Last Tuesday, the YUSU Elections Hustings took place. It was a chance for us normal folk to listen to the newest bunch of wannabe politicians talk about what they wanted to do for our university (or, as I suspect, what they thought we wanted to hear). There was much talk of Hes East – because, you know, changes that will heavily affect us in the near future – in addition to talk of ‘Lad Culture’, funding for societies, and Graeme Osborne’s luscious hair.
However, all of this paled in comparison to the highly exciting Tweet Wall that encompassed the candidates as they drivelled on about ‘change in YUSU’. This highly anticipated feature of the night was laden with remarks about Graeme Osborne’s aesthetics, comments about candidates being incredible and loved by all, but more disappointingly, comments of abuse and sexism.
There are, of course, a number of things wrong with the abuse that took place via the Wall; it was distasteful and potentially hurtful to the candidates, it was completely off-topic and had absolutely nothing to do with the candidate’s policies, nor the positions they were running for. It was an abuse of their freedom to tweet at the candidates, and have their tweets read by the world. Sam Maguire commented on his YUSU blog: “We live in a country in which women and Jewish people can run for office and that people need to get over this and see candidates as candidates, critiquing their experience, skills, ideas and policies, not their background, appearance or gender.” I agree with our YUSU President – it is, obviously, wrong for people to treat the candidates in such a manner. However, I do not believe this freedom that was so readily abused should be concealed.
Indeed, the exploitation of the Tweet Wall was, undoubtedly, horrifically stupid and offensive, but that doesn’t mean the Wall itself should exist. Should we censor or monitor the tweets? I don’t think so. If we did that, then we’d be censoring people’s thoughts and people’s freedom to express themselves, no matter how thoughtless and offensive those expressions may be. We might not agree with them, as I and many others on Tuesday night did not, but that doesn’t mean we, or more realistically YUSU, have any right to gag them.
I suppose that, if we look past this abuse, one benefit of the Twitter Wall, if there are any besides it being humorous at times to watch, is that it names-and-shames those who send in offensive comments. If you’re stupid enough to actually send in a sexist or abusive tweet, then you’re due your just desserts when it shows up in large writing for everyone to see. If you post it, it’s your fault.
For the most part, however, the Tweet Wall was fine.
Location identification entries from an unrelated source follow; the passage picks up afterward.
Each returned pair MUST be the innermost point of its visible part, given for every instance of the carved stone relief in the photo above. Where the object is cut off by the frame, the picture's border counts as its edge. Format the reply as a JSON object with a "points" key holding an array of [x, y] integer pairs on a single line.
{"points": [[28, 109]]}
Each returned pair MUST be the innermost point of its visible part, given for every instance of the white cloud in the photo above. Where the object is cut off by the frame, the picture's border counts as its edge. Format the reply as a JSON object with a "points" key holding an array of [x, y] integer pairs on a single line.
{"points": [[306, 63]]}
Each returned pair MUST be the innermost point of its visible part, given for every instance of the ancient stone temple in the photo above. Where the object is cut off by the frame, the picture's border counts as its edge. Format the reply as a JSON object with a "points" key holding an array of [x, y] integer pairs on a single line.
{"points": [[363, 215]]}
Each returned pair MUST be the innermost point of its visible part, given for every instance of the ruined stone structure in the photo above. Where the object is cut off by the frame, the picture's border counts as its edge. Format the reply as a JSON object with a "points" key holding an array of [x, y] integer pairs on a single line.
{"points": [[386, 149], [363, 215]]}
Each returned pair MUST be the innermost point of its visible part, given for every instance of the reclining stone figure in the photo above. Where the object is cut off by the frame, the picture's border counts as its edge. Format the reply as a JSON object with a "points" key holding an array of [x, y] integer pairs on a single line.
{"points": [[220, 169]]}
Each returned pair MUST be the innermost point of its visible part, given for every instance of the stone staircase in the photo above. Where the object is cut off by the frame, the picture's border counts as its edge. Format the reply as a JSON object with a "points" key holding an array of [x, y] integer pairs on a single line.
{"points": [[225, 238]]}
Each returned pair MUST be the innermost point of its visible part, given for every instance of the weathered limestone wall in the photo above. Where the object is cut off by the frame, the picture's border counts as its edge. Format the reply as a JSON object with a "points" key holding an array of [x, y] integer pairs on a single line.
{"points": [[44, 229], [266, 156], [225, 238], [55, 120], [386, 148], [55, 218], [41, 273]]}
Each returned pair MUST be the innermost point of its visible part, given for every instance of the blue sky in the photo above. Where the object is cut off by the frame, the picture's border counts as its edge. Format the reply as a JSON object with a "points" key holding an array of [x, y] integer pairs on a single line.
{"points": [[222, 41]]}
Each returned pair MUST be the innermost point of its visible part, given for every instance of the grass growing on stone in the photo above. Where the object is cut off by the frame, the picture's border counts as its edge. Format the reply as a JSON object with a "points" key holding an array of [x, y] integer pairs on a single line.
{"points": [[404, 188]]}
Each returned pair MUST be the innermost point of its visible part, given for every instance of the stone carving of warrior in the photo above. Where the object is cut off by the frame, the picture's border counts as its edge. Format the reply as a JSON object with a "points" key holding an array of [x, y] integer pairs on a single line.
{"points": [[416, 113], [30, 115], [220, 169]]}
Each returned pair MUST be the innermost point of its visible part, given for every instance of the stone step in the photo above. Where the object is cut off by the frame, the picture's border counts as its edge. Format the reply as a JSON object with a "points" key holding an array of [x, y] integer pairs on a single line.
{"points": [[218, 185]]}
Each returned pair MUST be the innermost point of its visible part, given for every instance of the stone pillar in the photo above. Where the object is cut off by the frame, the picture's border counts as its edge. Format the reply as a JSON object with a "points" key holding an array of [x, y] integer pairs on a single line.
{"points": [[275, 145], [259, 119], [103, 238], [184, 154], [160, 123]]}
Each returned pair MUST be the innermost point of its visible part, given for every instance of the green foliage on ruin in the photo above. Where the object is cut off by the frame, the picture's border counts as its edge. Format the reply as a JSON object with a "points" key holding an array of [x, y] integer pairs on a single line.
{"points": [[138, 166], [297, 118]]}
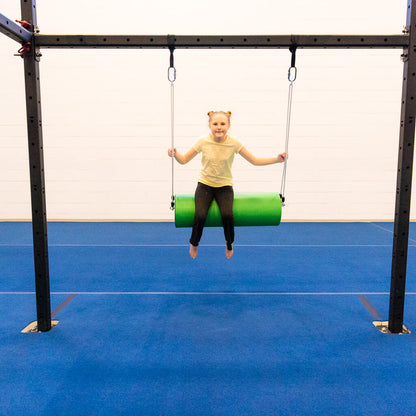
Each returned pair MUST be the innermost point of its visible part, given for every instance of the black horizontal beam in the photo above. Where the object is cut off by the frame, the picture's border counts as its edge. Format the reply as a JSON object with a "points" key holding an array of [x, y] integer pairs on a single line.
{"points": [[14, 30], [243, 42]]}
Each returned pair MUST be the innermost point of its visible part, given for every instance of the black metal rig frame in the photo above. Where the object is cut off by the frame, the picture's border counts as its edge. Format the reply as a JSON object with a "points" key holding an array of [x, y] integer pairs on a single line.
{"points": [[31, 41]]}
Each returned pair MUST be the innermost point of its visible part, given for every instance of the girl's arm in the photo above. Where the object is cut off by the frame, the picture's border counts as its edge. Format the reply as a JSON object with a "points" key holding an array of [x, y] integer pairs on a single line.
{"points": [[261, 161], [182, 159]]}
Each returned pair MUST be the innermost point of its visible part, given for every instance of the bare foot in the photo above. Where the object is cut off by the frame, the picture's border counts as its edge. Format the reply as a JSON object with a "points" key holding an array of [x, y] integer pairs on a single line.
{"points": [[193, 251]]}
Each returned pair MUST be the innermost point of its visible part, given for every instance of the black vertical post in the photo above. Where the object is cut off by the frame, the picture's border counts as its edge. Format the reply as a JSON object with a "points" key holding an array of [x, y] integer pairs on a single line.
{"points": [[404, 178], [37, 177]]}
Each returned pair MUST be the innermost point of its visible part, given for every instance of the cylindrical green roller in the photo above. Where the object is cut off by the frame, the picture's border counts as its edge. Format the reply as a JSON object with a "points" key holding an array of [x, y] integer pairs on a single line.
{"points": [[249, 210]]}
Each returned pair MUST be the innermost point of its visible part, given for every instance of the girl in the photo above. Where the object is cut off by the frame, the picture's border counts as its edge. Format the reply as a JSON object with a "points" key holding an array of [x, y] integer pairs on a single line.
{"points": [[215, 179]]}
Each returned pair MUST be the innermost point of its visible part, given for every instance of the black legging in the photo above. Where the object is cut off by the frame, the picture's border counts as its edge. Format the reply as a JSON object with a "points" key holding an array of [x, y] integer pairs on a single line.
{"points": [[204, 195]]}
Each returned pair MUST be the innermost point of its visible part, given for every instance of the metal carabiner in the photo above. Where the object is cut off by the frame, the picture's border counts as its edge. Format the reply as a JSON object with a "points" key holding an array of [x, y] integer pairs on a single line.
{"points": [[292, 73], [172, 74]]}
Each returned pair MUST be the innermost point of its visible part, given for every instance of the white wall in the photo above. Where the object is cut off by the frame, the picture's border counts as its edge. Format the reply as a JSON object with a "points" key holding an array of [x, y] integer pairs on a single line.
{"points": [[106, 113]]}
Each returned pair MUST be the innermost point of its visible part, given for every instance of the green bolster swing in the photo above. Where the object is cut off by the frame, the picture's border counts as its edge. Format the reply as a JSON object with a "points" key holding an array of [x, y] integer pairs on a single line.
{"points": [[250, 209]]}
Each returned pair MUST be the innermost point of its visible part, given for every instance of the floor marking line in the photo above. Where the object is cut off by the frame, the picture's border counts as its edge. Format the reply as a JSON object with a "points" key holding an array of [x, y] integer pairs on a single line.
{"points": [[72, 293], [62, 305], [392, 232], [206, 245], [373, 311]]}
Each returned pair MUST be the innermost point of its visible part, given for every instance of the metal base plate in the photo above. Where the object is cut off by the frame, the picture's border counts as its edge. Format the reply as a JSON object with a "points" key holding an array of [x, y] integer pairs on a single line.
{"points": [[33, 327], [383, 326]]}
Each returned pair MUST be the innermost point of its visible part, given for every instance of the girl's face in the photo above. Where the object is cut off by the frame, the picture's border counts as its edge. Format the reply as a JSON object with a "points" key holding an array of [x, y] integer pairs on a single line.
{"points": [[219, 125]]}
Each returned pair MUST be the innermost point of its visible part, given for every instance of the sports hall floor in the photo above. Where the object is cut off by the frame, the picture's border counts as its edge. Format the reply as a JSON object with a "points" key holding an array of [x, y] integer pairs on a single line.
{"points": [[283, 328]]}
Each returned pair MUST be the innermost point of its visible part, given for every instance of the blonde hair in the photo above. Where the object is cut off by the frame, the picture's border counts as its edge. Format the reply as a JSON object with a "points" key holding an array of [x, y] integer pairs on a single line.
{"points": [[211, 114]]}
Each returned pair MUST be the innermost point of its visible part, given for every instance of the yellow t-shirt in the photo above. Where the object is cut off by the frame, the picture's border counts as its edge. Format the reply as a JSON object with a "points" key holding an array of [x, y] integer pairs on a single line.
{"points": [[217, 159]]}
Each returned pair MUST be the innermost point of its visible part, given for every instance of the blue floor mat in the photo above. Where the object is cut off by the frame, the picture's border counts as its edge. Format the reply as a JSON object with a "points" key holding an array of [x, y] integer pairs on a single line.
{"points": [[278, 330]]}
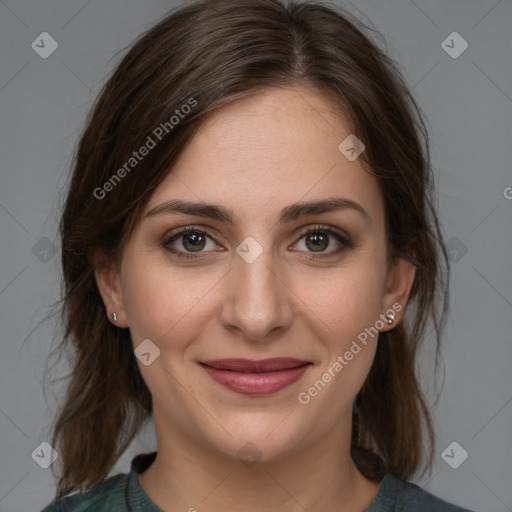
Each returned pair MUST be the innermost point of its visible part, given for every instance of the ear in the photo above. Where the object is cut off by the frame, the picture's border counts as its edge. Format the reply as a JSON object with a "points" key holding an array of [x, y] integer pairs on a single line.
{"points": [[109, 285], [399, 282]]}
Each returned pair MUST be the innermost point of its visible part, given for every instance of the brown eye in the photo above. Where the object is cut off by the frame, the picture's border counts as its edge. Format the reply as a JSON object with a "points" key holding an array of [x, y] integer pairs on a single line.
{"points": [[317, 241]]}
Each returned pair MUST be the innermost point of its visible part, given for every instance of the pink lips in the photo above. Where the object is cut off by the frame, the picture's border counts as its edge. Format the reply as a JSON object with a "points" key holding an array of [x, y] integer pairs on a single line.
{"points": [[256, 377]]}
The average tweet was just irrelevant nonsense that had absolutely nothing to do with the elections at all, but that’s all it was. Not offensive, not abusive, but just plain stupid. Indeed, it was an attempt for people to proclaim themselves as ‘York’s Wittiest or Banterous Tweeters’. Hey, if that’s your thing, go for it – as Kevin Hart once said, “Do you, boo. Do you.”
Fundamentally, you shouldn’t post hurtful comments to the candidates via the Tweet Wall – but if you do, for some stupid reason, then you shouldn’t be censored. You should be punished, but you shouldn’t be censored.